I have a few salads I like to make year-round, such as enslaving piping, grilled eggplant and salted egg salad, and tomato avocado salad. Every version is made with different combinations of fruits, vegetables, and dressings, making each a whole new kind of delicious.
They are my top side dishes to make for BBQs, potlucks, and just about any meal I want a fresh flavor, and they always hit the spot! Filipino mango and tomato salad, however, is my favorite of the lot.
The crisp mangoes, the plump tomatoes, the pungent onions, the scent of fresh cilantro, the sweet and savory dressing all come together into one large bowl of awesome flavors and textures.
It’s refreshing and delicious, plus easy to make, budget-friendly, and nutritious to boot!
- For best texture, use ripe but firm mangoes.

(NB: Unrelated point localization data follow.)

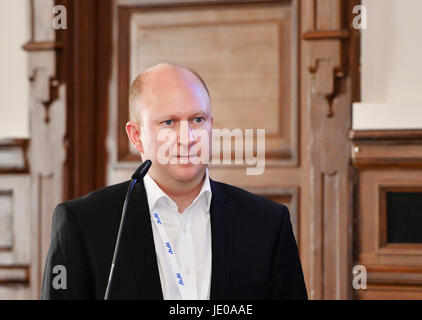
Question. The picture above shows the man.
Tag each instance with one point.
(185, 236)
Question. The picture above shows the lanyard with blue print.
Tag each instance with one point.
(165, 241)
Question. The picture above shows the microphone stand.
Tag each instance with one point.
(136, 177)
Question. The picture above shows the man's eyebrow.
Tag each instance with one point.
(177, 117)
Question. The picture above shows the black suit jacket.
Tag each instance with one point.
(254, 253)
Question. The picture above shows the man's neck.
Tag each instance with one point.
(183, 193)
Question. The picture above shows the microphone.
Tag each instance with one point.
(136, 177)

- Not a fan of cilantro? Swap with green onions.
- I like to deseed the tomato to keep it from watering down the salad.
I usually serve this mango salsa as accompaniment for grilled/fried meat and seafood, but it’s so good, I can eat it straight up with a spoon. Or a shovel, judging by the mouthfuls I take.
Did you make this? Be sure to leave a review below and tag me @kawalingpinoy on Facebook and Instagram!

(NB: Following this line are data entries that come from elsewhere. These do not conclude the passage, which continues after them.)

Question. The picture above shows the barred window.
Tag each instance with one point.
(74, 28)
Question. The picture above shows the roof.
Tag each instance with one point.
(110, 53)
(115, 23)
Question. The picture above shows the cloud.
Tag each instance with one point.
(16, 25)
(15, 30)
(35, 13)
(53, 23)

Filipino Mango and Tomato Salad
- 1 large ripe but firm mango, peeled and julienned
- 1 large Roma tomato, seeded and diced
- 1/2 small red onion, peeled and diced
- 1/4 bunch cilantro, stemmed and coarsely chopped
- 1/4 cup vinegar
- 3 tablespoons fish sauce
- 1 teaspoon canola oil
- 1 tablespoon sugar
- 1/4 teaspoon freshly ground pepper
In a bowl, combine vinegar, fish sauce, and oil. Add sugar and pepper. Whisk together until well blended.
In a bowl, combine mangoes, tomatoes, red onions, and cilantro.
Drizzle with vinaigrette dressing and toss gently to combine.
Cover and refrigerate for about 10 minutes to allow flavors to meld.